My own degree course was based on practical experience but it couldn’t keep up with the pace of industry change. A short course aimed at making me ‘work ready’ would have helped me a lot in the early days of my career. Unsurprisingly then, I can see the appeal of Medley’s approach.
As they have a background in social media marketing, that’s where Medley’s team are starting out. They plan to offer two-month-long programmes in Manchester, aimed at nurturing a group of skilled, work-ready young people. The number of participants will be kept small to allow for lots of one-to-one attention.
A new approach
Medley Academy’s relationship with local employers, and its business model, is where the innovation is happens. Employers will be invited to teach academy students, but Medley won’t charge commission on any hires those employers make. Instead, the startup is going for a more of a partnership approach. Employers will be able to sponsor a programme, giving them access to talent but also allowing them to tick corporate social responsibility boxes by helping out in the local community.
Talking to Medley co-founder Alex Mellor, I saw a tech startup-style approach to experimentation and iteration in the way they were developing the business model and product. They’ve quickly refined and honed the idea to tackle recruitment in a way that benefits employers and graduates alike. They’ll no doubt continue to do so.
The partnership approach allows them to be flexible about how they grow and adapt their programmes, without having to worrying about hitting a certain number of hires. Freedom to quickly change course is important when developing software, and that approach can be applied to other businesses too.

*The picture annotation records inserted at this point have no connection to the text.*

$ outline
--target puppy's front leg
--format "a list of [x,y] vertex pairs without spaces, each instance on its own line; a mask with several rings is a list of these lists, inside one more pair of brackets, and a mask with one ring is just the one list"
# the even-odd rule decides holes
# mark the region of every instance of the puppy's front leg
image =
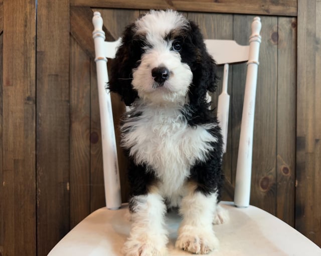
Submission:
[[194,253],[208,253],[218,248],[213,230],[217,194],[204,194],[195,189],[183,198],[180,210],[183,216],[176,246]]
[[126,256],[166,255],[167,231],[165,228],[166,206],[157,192],[132,197],[129,202],[132,224],[124,245]]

Indeed, Mellor is keen to point out that he doesn’t think of Medley as a recruitment company at all. “For us, rather than challenging recruitment, it’s about supporting young people, not just graduates, to get into the industry. Placing people into jobs will never be a metric.”
This week Medley Academy held its first ‘bootcamp’ event. Young people got a taster of what the Academy will offer, including real-world advice from employers. These bootcamps will be used to drum up interest in the full programmes. While the content and timing of the social media programme is still being nailed down, Medley aims to expand to offer training in all sorts of digital skills
Beyond the programmes, Mellor says they want to eventually open physical hubs. These spaces would deliver programmes and bootcamps and also act as incubator space for for people who want to start businesses.
Medley is still at an early stage and it remains to be seen how much impact they’ll make. Still, I’m impressed by the team’s drive to do something different with education and preparing young people for the jobs they’ll actually do. It also points to how more businesses are likely to develop and iterate in the future. After all, that (admittedly overused) word ‘disruption’ doesn’t have to be limited to pure tech businesses.